Vor diesem Hintergrund unterstützt die GIZ Partnerländer, internationale Organisationen, Wirtschaft und Zivilgesellschaft bei der Förderung nachhaltiger Aquakultur. Damit leisten wir einen effektiven Beitrag zu Ernährungssicherung, zur Schaffung von Beschäftigung und Einkommen und zu nachhaltiger und gerechter Ressourcennutzung. Wir orientieren uns in unserer Arbeit an wichtigen internationalen Vereinbarungen wie dem Verhaltenskodex für verantwortungsvolle Fischerei, der Biodiversitätskonvention und dem Ecosystem Approach to Aquaculture der Ernährungs- und Landwirtschaftsorganisation der Vereinten Nationen (FAO).

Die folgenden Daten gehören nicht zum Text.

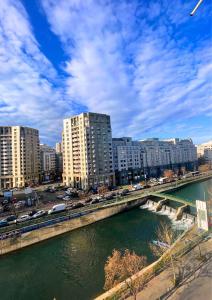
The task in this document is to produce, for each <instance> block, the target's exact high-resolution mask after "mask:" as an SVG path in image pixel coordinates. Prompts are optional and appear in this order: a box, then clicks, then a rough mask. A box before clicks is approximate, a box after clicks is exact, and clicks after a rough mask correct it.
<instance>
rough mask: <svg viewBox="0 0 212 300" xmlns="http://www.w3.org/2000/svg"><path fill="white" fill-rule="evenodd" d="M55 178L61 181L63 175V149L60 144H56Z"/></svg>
mask: <svg viewBox="0 0 212 300" xmlns="http://www.w3.org/2000/svg"><path fill="white" fill-rule="evenodd" d="M55 149H56V178H57V179H58V180H60V179H62V174H63V147H62V143H56V147H55Z"/></svg>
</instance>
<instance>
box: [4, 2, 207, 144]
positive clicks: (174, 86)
mask: <svg viewBox="0 0 212 300" xmlns="http://www.w3.org/2000/svg"><path fill="white" fill-rule="evenodd" d="M40 4H41V7H42V9H43V11H44V14H45V16H46V18H47V20H48V23H49V26H50V29H51V30H52V32H54V34H56V36H58V39H59V40H60V42H61V44H62V47H63V49H64V52H65V56H64V57H65V58H67V59H66V61H65V62H61V63H62V65H63V66H64V70H63V72H62V73H61V74H59V73H58V72H59V71H60V70H59V68H58V69H57V70H55V68H54V63H53V62H51V61H49V60H48V59H47V58H46V56H45V55H44V54H43V53H42V51H41V49H42V47H40V45H39V43H38V41H37V40H36V38H35V35H34V32H33V28H32V25H31V23H30V16H28V15H27V13H26V10H25V8H24V5H23V4H22V3H21V2H20V1H18V0H4V1H0V45H1V46H0V65H1V68H0V119H1V124H23V125H29V126H34V127H36V128H39V129H40V131H41V136H42V138H43V140H48V141H50V142H53V141H55V140H56V139H59V138H60V131H61V129H62V119H63V118H64V117H66V116H69V115H72V114H74V113H78V112H81V111H84V110H89V111H95V112H104V113H108V114H110V115H111V116H112V125H113V133H114V135H115V136H120V135H130V136H134V137H135V138H142V137H143V136H146V135H150V136H152V135H153V134H155V133H158V134H162V132H163V130H164V132H167V134H168V132H170V134H172V135H174V134H175V131H174V129H175V128H176V129H177V130H176V134H178V133H179V134H180V133H181V131H180V130H179V128H180V125H181V123H183V124H186V126H187V132H188V135H189V133H190V134H191V135H193V129H192V128H193V127H194V126H193V125H192V126H193V127H192V126H191V128H190V130H189V126H188V124H189V122H188V120H191V119H195V118H197V117H200V118H204V117H205V116H207V118H208V119H209V117H210V116H211V114H212V100H211V94H212V93H211V91H212V88H211V85H210V84H211V69H212V66H211V49H210V33H207V30H208V29H207V25H208V24H207V14H209V11H210V10H209V6H210V4H206V5H205V4H204V5H202V8H201V14H200V13H198V14H197V15H196V16H195V18H190V17H189V11H190V9H191V8H192V7H193V1H187V2H186V3H185V2H184V1H182V0H179V1H177V2H176V3H175V9H173V5H172V2H171V1H168V0H163V1H158V2H156V1H153V0H152V1H142V3H141V1H136V0H132V1H127V0H126V1H125V0H123V1H106V0H105V1H104V0H101V1H98V0H40ZM207 5H208V6H207ZM206 6H207V7H206ZM45 16H43V17H45ZM203 27H204V30H203V29H202V28H203ZM48 50H49V51H54V49H48ZM64 75H65V77H64ZM172 124H174V127H173V126H172ZM196 126H198V124H196ZM209 126H210V125H209ZM201 130H202V132H203V131H204V130H205V127H204V126H203V128H202V129H201V128H200V129H199V132H198V136H200V134H201Z"/></svg>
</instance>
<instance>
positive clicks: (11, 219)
mask: <svg viewBox="0 0 212 300" xmlns="http://www.w3.org/2000/svg"><path fill="white" fill-rule="evenodd" d="M16 219H17V217H16V216H15V215H11V216H8V217H7V218H5V219H4V221H6V222H8V223H9V224H12V223H15V222H16Z"/></svg>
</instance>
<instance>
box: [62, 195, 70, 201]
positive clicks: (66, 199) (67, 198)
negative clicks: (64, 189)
mask: <svg viewBox="0 0 212 300" xmlns="http://www.w3.org/2000/svg"><path fill="white" fill-rule="evenodd" d="M62 199H63V200H64V201H69V200H70V197H69V196H65V197H63V198H62Z"/></svg>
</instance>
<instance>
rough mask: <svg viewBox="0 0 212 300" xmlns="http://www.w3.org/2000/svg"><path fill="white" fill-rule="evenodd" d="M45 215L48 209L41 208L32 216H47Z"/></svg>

Folgende Aspekte stehen im Mittelpunkt der GIZ-Arbeit im Bereich Aquakultur:

  • Unterstützung bei der Schaffung und Umsetzung von Aquakultur-Entwicklungsplänen und gesetzlichen Rahmenbedingungen, die einen verantwortungsvollen Umgang mit Ressourcen, die Einführung integrierter Ökosystemansätze und einen inklusiven und gerechten Ressourcenzugang fördern;

  • Beratung bei der Entwicklung und Umsetzung von Curricula und Ausbildungsprogrammen, die dem wachsenden Bedarf unserer Partnerländer an akademischem und technischem Fachpersonal gerecht werden;

  • Förderung der Gendergleichstellung und der Menschenrechte in der gesamten Aquakultur Wertschöpfungskette;

  • Entwicklung der Aquakultur Wertschöpfungsketten mit umweltverträglichen technischen Innovationen zur Produktionssicherung und -steigerung kleiner und mittlerer Unternehmen;

  • Verbesserung des Marktzugangs kleiner und mittlerer Unternehmen (Qualität und Lagerfähigkeit, Kühlkette, Verarbeitung, Transport, Marketing) und Verbreitung absatzmarktorientierter Instrumente, wie zum Beispiel Qualitäts-, Umwelt- und Sozialstandards und Zertifizierung;

  • Stärkung der technischen und betriebswirtschaftlichen Kapazitäten mit Schwerpunkt auf kleinen und mittleren Unternehmen die für lokale, aber auch regionale oder internationale Märkte produzieren;

  • Förderung der Resilienz und Anpassung an die Folgen des Klimawandels, darunter Synergien mit der Landwirtschaft (zum Beispiel integrierte Fisch-Aquakultur auf Reisfeldern), effizienterer Wassernutzung (Fischzucht und Gemüseanbau) und Küstenschutz (extensive Aquakulturnutzung mit Rehabilitierung von Mangrovengürteln), aber auch der Kredit- und Klima Risikoversicherungsfähigkeit.